Paardrac dreamed that night of three red-haired women, unabashedly nude and ageless, speaking to him from the woods under a starry sky. In the distance to the north, the stars were obscured by dark clouds whose bellies flashed with lightning. The druid realized he was dreaming, but he kept himself asleep long enough to speak to the dream women.

“We have been watching you since you left your kind,” the one in the middle said. They looked like triplets, and as Paardrac looked closer he saw they all looked like the High Druidess. “We have been wandering your dreams and learned your language while you sleep.”

“Who are you?”

“We are the First Ones, those who were here countless ages before your kind arrived in the world.”
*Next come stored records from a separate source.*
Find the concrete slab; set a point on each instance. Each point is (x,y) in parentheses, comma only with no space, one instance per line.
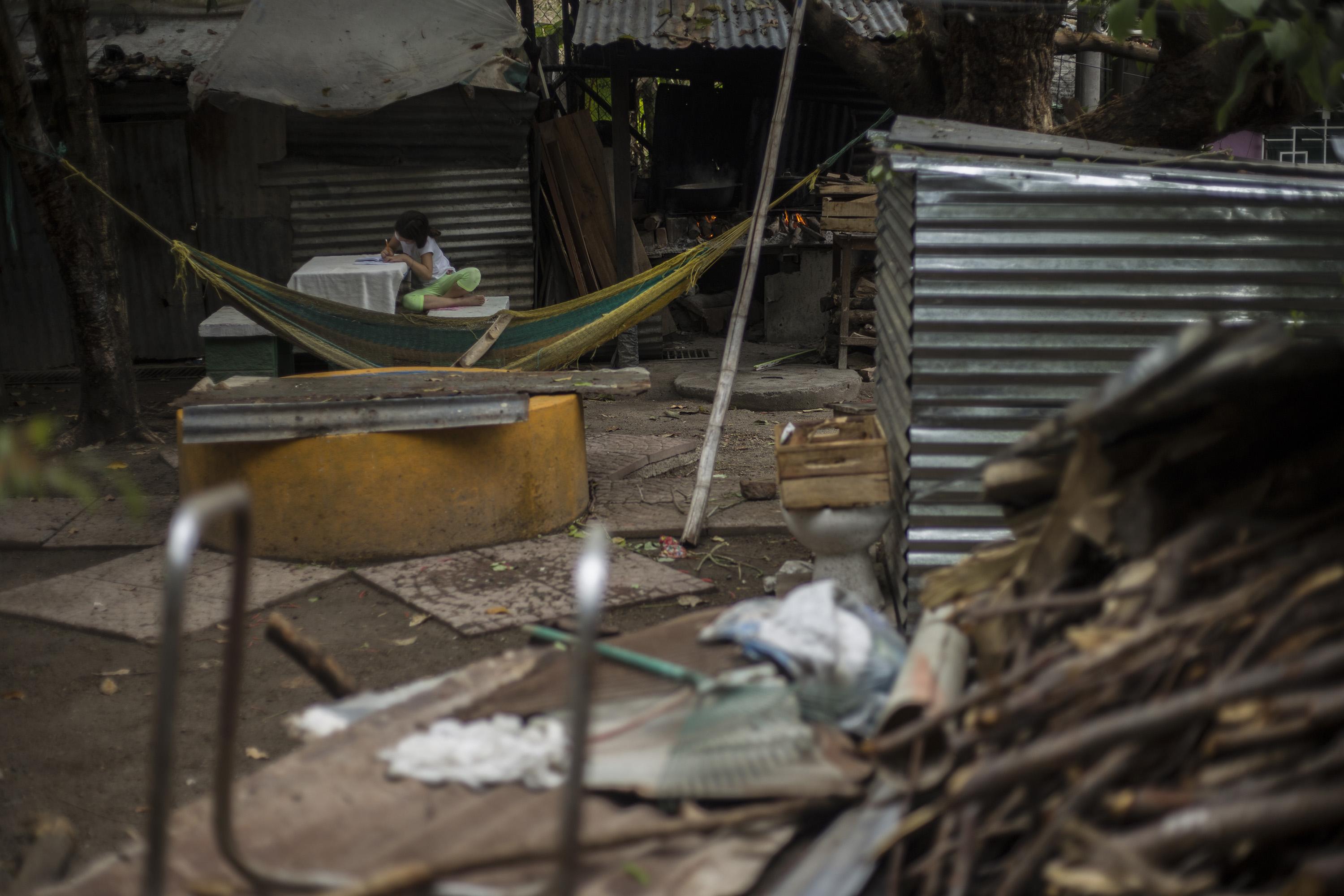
(789,388)
(109,524)
(519,583)
(29,523)
(650,508)
(124,597)
(615,456)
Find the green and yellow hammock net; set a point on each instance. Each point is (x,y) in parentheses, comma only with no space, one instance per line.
(539,339)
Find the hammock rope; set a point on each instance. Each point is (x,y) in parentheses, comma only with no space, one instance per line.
(538,339)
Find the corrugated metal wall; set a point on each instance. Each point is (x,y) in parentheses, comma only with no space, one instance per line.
(896,297)
(1033,285)
(486,215)
(452,127)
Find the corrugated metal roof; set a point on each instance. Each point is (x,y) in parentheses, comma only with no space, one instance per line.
(671,25)
(1031,284)
(484,214)
(167,46)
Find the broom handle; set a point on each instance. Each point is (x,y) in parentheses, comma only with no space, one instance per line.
(642,661)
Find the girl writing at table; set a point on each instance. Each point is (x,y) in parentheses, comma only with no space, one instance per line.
(441,285)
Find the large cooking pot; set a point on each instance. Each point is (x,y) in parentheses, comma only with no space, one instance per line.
(702,198)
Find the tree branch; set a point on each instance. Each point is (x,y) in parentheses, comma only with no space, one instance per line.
(1072,42)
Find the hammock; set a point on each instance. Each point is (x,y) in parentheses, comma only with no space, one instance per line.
(539,339)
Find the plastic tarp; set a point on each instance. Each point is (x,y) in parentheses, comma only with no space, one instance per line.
(347,57)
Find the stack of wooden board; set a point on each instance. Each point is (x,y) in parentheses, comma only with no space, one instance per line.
(849,205)
(578,201)
(840,462)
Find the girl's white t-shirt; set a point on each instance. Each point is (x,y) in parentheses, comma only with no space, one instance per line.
(440,265)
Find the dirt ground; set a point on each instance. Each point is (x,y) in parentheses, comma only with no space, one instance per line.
(68,749)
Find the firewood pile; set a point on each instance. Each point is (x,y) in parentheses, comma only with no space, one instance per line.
(1159,683)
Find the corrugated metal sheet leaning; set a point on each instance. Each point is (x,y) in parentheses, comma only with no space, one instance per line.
(484,215)
(1034,281)
(668,25)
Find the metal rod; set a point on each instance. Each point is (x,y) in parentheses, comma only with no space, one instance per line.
(185,531)
(746,285)
(589,590)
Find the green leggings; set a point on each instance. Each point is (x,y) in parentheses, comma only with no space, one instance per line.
(468,279)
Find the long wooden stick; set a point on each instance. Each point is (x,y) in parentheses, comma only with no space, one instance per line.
(484,343)
(746,285)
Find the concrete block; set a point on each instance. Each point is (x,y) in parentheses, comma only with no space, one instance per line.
(791,575)
(650,508)
(519,583)
(109,524)
(792,312)
(788,388)
(26,523)
(124,597)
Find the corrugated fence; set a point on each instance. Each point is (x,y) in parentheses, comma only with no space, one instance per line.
(1033,284)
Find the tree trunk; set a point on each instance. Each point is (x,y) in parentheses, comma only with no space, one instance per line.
(78,228)
(1178,107)
(999,62)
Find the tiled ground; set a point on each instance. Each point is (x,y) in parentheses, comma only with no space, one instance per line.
(648,508)
(124,597)
(615,456)
(519,583)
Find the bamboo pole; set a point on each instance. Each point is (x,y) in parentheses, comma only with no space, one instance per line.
(746,285)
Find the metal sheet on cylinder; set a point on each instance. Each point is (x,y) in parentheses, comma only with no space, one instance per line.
(1027,284)
(400,495)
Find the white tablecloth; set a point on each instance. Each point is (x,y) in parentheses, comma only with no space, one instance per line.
(340,280)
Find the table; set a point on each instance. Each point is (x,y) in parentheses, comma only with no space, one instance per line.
(340,280)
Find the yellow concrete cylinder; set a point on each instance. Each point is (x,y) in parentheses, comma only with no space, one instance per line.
(402,495)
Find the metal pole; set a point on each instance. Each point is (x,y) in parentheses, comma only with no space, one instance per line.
(628,343)
(746,285)
(589,590)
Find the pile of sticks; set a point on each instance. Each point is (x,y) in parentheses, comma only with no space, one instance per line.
(1159,698)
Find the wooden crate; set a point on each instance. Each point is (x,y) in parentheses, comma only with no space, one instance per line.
(850,215)
(838,462)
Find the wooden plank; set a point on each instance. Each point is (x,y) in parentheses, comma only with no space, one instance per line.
(586,178)
(835,492)
(484,343)
(429,382)
(851,225)
(566,206)
(847,190)
(863,207)
(560,214)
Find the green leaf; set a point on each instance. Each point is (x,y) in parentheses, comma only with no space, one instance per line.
(1283,41)
(1121,18)
(638,874)
(1150,23)
(1244,9)
(1249,62)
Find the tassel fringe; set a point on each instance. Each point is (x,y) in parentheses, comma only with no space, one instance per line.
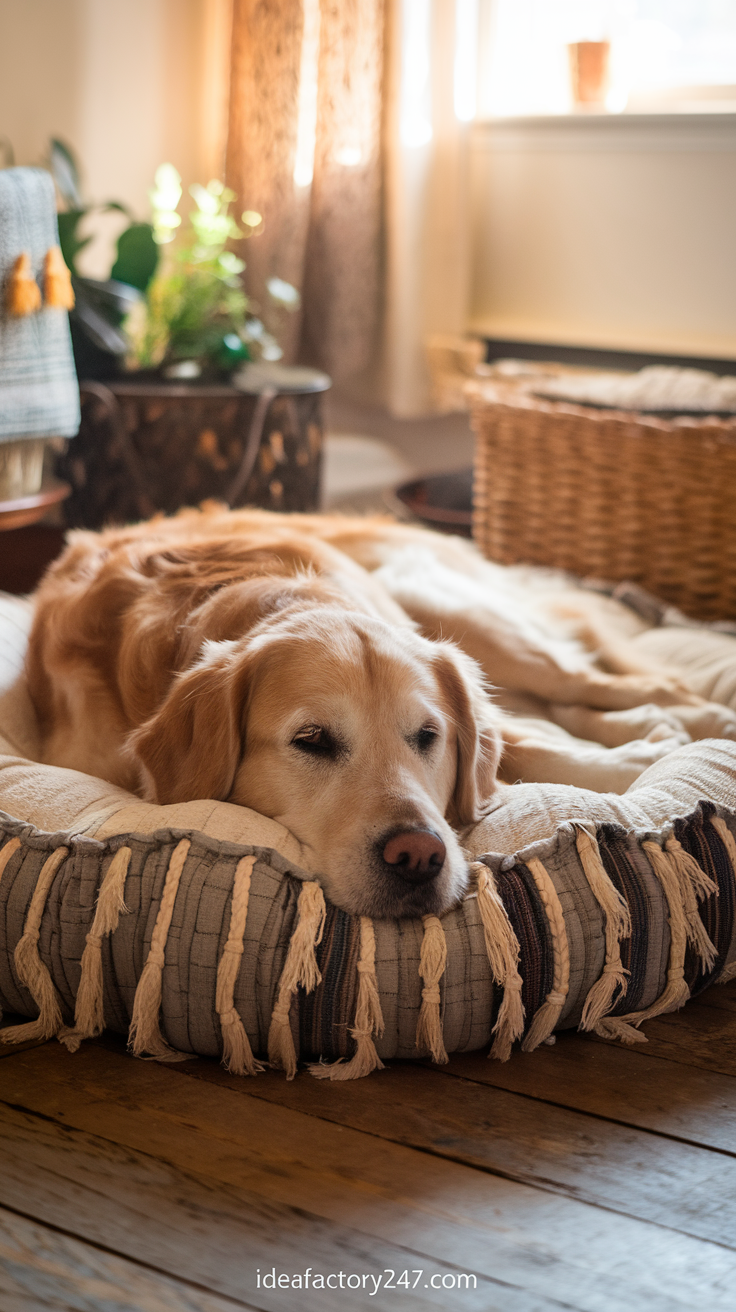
(694,884)
(144,1035)
(5,853)
(433,959)
(22,295)
(236,1052)
(501,946)
(299,968)
(57,281)
(669,873)
(89,1016)
(546,1018)
(369,1018)
(730,844)
(30,968)
(617,925)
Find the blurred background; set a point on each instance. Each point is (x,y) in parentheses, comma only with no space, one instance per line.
(538,177)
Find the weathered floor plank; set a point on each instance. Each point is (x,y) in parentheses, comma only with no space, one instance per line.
(209,1232)
(43,1270)
(630,1086)
(552,1247)
(682,1185)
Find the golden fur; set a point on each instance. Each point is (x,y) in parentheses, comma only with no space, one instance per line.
(299,665)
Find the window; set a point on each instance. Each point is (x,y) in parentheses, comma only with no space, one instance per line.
(663,55)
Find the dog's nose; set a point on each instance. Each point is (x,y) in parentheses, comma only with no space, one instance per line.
(415,854)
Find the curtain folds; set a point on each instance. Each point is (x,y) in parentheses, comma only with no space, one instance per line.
(343,134)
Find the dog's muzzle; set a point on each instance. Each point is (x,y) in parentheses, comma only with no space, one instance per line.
(415,856)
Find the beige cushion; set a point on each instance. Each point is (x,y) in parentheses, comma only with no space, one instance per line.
(707,659)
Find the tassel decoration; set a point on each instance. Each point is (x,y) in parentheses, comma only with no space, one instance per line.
(433,961)
(369,1018)
(728,972)
(693,884)
(57,281)
(617,921)
(236,1052)
(676,991)
(501,946)
(144,1035)
(89,1016)
(22,294)
(5,853)
(30,968)
(299,968)
(547,1017)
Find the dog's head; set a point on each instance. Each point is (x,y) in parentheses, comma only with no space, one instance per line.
(368,741)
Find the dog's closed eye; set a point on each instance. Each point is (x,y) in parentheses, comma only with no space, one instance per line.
(424,739)
(316,740)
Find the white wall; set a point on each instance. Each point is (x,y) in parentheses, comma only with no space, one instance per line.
(126,83)
(615,232)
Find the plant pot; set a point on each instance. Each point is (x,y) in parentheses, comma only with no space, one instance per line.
(147,446)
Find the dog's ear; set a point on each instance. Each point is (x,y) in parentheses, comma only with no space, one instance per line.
(479,738)
(190,748)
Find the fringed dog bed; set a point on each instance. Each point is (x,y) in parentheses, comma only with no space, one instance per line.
(194,929)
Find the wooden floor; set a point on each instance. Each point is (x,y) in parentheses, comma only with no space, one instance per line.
(580,1176)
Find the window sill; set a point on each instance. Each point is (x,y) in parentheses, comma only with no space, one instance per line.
(701,130)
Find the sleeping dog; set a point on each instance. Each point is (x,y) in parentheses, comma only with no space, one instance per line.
(333,675)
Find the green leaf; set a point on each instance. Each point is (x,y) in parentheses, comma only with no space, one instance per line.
(64,172)
(138,256)
(120,207)
(68,239)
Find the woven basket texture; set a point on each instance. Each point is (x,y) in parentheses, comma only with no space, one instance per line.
(609,493)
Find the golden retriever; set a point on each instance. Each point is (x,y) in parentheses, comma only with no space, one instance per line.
(332,673)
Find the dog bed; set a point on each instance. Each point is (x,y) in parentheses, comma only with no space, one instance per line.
(194,929)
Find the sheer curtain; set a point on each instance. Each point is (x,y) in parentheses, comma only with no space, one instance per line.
(348,133)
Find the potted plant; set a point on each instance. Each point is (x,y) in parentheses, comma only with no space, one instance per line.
(165,427)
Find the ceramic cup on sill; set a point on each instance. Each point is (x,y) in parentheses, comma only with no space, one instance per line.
(589,72)
(21,467)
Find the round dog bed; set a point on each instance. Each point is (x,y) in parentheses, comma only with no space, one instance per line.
(194,928)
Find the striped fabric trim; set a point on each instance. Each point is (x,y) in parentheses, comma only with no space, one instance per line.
(531,926)
(328,1013)
(702,840)
(621,869)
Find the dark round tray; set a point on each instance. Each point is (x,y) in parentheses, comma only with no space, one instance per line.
(442,501)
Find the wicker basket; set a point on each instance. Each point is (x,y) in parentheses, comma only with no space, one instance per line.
(609,493)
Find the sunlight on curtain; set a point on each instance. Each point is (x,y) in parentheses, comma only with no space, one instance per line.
(430,101)
(307,105)
(348,131)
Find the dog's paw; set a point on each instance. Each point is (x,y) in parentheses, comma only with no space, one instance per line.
(711,719)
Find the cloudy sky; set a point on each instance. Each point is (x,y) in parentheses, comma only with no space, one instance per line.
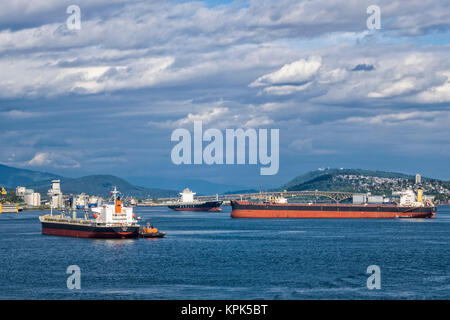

Fear crept into Paardrac like icy water soaking into his woolen tunic. In the ancient tongue of the Star Runes, the druid quietly said an incantation to dispel illusion. The women glanced at each other,
 
then their shapely legs and bellies exploded into writhing, scrabbling masses of chitin, spines and bulbous, arachnid shapes. They reeled but quickly regained their footing. The torsos of the three women remained, but they now extended forward and upward from the bodies of three kor-toth.
 
“It knows magic,” the one on the right said to her compatriots.
 

“Perhaps its will is strong enough to speak to us while it is awake,” the left one said.

“No. Not yet. He must remain asleep,” said the middle one. She ambled toward Paardrac on her five pairs of cane-like legs, her bulbous abdomen expanding and contracting behind her in rhythm with her breathing. “Why are you venturing into our hunting grounds?”

“I seek refuge from my own people,” Paardrac said. “I broke my vows as a druid, so I am banished to the wild places where the First Ones roam.”

“Do they follow you into our woods and valleys? Your kind kill our kind, and not without good reason. You are soft, and your flesh is sweet,” she said, leaning close to Paardrac.